Verliererin Nummer Zwei ist Merkel, weil sie besser gelassen auf das eine Verfahren verwiesen hätte, das eh schon begonnen hat. Sie hätte sagen können: Mit der Arbeit von Gerichten und Staatsanwaltschaften hat die Regierung nichts zu schaffen. Ganz klar ist aber auch, dass die Kanzlerin als am wenigsten beschädigte Akteurin heraustreten wird. Pedanterie und Gesetzestreue sind zwar schlechte deutsche Eigenschaften, aber es gibt schlimmeres.

Zum Beispiel, was Verlierer Nummer Drei, Jan Böhmermann, angeht. Mit seiner Hilfe haben wir die Türken unseres Landes daran erinnert, was wir letzten Endes von ihnen halten. Schließlich war es auch arg ruhig um sie geworden, nach den vielen „Flüchtlingen“, die uns den Atem rauben, und davor die „gierigen Griechen“ mit ihrem Schlendrian. Vielleicht wollte Böhmermann nur dem dünnhäutigen Erdogan eine Lektion erteilen, den Sultan und sein fragwürdiges Verständnis von Demokratie und Meinungsfreiheit vorführen.

Nun mal Schluss mit den armen Ziegen

Nur zeigte er mit seinem ebenfalls fragwürdigen Brachialhumor nicht nur Erdogan, sondern vielen Türken die lange Nase. Seine „Schmähungen“ galten formell Erdogan, mussten aber den Seldschuken an und für sich treffen: Nur so und nicht anders sind die rassistischen Stereotype zu verstehen, die er in seinem Gedicht brav zusammensammelte: Allesamt schmutzige Phantasien aus der Welt des Orientalismus, die der Deutsche seit Jahrhunderte gegen die da unten hegte.

Aus dieser Affäre werden also nur Lädierte hervortreten. Böhmermann selbst wird sich nun ein Verfahren und eine Geldstrafe abholen. Er ist jung, begabt, mutig und genial. Dieser schwere Fehler wird ihn nicht umhauen.

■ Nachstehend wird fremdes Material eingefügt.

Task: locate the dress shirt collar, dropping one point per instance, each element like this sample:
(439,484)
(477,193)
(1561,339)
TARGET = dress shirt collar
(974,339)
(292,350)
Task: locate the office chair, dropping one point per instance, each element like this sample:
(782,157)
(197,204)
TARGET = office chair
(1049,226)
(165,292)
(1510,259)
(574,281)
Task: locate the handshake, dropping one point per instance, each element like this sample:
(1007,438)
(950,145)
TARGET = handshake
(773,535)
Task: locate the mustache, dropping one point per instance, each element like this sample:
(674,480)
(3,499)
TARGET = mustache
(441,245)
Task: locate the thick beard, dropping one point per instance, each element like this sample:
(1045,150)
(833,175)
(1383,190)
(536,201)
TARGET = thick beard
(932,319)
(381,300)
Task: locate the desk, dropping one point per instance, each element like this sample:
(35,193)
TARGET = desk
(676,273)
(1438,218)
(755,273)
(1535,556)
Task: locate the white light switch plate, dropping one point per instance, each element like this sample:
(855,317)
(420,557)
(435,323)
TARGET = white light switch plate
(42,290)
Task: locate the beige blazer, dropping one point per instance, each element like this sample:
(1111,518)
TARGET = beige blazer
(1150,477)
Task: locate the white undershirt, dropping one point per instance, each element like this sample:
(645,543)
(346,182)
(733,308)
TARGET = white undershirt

Und wir sollten einen langen Blick in unsere Gesetzbücher wagen und schauen, was sich da noch an Paragrafen tummelt, die besser abgeschafft werden sollten, bevor ein Sultan daherkommt und uns auf unsere schlechten Traditionen hinweist.

Und vielleicht sollten wir den Lehrplan deutscher Schulen ändern. Im Deutsch-Unterricht sollte der Satire mehr Platz geschenkt werden. Immerhin sind wir mit Beginn dieser Affäre plötzlich zu begeisterten Anhängern dieser Textform mutiert; bevor dieser Hype in ein, zwei Wochen verflogen sein wird, sollten wir Nägel mit Köpfen machen und dieses Thema vertiefen. Die wichtigste Lektion: Wird Satire zum Instrument des (eigentlich immer rechts blinkenden) Populismus, wird sie schnell schal. So gesehen ist es Merkel sogar anzurechnen, dass sie sich der Stimmung im Land nicht beugte, welche den Sultan Erdogan auf der Beliebtheitsskala ganz unten positioniert und Böhmermann ganz oben.

Aber vielleicht haben die Leute nur vergessen, was der im vergangenen Sommer geschrieben hatte: „In diesem Sommer haben wir Deutschen eine historische Chance. Die Chance, uns ausnahmsweise mal nicht wie Arschlöcher zu benehmen.“ Das wäre ja ein guter Anknüpfungspunkt für die heutige Misere.